日本国有鉄道の前身である鉄道省が設計した旅客用蒸気機関車。
四国以外の全国に配置され「貴婦人」と呼ばれた。大きく戦前型と戦後型に分けられる。
日中戦争への特需景気により輸送力の増強を迫られた国鉄は旧来の機関車をベースとし新機構を盛り込んだC54形とC55形を製造していた。
そして日中戦争のに突入する数ヶ月前にC55形の牽引力を20%上げた機関車が2機登場した。
この2機はC55形の63・64号機を名乗るはずだったが、新性能のためC57形という新形式が誕生した。
C55型で強化が必要であった板厚をC55型の14mmから16mmに変更し、動輪もスポーク輪からアメリカンボックス輪にされ補強された。
そのせいかC57形は初期トラブルもなく現場には歓迎され、1次型138両と2次型31両が一気に製造された。
またC55形よりも洗練されたそのスタイルからファンに貴婦人と親しまれるようになった。

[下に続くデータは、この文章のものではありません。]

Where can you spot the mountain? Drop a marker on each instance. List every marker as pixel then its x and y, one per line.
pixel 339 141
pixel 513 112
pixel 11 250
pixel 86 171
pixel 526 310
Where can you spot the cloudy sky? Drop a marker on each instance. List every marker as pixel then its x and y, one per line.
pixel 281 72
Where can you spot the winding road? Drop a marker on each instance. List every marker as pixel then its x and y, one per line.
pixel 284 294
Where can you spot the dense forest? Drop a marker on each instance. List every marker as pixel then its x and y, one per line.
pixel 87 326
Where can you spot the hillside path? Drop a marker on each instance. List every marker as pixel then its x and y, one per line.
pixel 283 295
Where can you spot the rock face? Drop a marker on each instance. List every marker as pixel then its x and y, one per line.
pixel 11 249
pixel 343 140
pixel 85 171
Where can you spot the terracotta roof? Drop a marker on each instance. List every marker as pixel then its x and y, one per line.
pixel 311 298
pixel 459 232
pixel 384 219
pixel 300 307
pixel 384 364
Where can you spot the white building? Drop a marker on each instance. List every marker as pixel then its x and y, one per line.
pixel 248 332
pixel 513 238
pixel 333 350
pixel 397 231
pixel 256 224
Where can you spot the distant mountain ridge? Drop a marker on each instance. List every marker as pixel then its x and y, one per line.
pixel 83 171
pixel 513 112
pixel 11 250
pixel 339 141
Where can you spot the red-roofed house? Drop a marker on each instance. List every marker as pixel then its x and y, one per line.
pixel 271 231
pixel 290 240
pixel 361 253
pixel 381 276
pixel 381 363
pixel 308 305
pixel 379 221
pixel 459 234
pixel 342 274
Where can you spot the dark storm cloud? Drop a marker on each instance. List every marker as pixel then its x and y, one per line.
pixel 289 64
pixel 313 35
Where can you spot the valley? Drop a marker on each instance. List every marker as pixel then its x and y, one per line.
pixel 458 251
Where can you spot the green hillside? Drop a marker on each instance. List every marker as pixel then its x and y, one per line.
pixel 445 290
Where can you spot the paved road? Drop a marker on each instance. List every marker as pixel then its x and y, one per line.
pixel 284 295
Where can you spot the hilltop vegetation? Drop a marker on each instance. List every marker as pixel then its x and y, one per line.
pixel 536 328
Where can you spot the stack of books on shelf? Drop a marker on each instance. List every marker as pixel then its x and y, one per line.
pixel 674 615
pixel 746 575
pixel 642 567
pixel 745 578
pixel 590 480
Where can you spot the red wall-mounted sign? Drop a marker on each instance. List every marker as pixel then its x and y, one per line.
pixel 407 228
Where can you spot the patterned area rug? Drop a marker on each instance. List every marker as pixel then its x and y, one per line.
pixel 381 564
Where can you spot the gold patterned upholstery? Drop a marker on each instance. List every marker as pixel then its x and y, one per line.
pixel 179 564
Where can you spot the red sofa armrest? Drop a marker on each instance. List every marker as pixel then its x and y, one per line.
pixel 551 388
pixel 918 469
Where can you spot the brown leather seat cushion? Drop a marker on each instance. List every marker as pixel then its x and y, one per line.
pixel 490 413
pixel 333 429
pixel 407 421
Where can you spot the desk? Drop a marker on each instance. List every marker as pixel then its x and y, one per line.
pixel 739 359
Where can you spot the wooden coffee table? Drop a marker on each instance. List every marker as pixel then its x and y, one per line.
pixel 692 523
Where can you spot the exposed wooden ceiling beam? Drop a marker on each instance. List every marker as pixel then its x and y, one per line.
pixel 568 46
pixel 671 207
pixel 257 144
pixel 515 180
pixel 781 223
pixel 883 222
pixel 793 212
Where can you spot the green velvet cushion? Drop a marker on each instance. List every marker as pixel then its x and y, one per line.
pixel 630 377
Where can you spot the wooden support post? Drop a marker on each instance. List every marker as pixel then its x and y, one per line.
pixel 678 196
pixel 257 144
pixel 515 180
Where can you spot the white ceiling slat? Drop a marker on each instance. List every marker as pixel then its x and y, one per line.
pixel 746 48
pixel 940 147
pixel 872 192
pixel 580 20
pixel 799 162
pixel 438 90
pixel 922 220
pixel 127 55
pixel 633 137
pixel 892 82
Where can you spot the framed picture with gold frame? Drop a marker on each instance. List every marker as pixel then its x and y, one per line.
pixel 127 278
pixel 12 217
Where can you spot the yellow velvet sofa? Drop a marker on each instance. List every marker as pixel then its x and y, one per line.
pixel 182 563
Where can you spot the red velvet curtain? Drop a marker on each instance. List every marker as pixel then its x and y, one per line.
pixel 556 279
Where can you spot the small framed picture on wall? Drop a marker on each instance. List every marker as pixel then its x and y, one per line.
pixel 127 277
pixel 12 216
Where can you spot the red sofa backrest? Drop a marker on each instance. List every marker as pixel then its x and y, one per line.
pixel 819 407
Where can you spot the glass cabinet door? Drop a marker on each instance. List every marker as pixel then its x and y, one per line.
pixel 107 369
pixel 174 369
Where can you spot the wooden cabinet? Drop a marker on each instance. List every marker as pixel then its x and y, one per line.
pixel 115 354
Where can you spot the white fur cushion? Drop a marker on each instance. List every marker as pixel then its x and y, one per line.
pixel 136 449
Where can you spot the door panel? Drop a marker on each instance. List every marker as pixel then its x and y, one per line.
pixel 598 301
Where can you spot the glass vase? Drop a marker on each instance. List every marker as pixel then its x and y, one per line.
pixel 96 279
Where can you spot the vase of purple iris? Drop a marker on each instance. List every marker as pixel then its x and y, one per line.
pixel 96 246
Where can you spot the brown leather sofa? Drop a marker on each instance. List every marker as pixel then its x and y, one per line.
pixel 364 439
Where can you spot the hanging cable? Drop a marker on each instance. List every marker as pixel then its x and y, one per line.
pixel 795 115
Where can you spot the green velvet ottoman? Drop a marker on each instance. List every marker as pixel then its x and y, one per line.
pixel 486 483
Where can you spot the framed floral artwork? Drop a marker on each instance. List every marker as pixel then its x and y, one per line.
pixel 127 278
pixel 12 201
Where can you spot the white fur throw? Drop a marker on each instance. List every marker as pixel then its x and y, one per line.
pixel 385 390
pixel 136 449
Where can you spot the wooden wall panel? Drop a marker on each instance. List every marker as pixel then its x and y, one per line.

戦後になって引き揚げ列車や買出し列車などの旅客需要が急増したため、C57形は準幹線用とされ3次型20両と4次型12両が製造された。
4次型は新設計やデフの切り欠けにより戦前型にあった優雅なスタイルは失われた。
幹線や準幹線で「かもめ」や最後の蒸気機関車定期運用となった急行日南などを30年以上担当し続けた。
その後は宗谷線、室蘭線、羽越線、紀勢線、山陰線、播但線、日豊本線、吉都線などを主にローカル運用で余生を過ごした。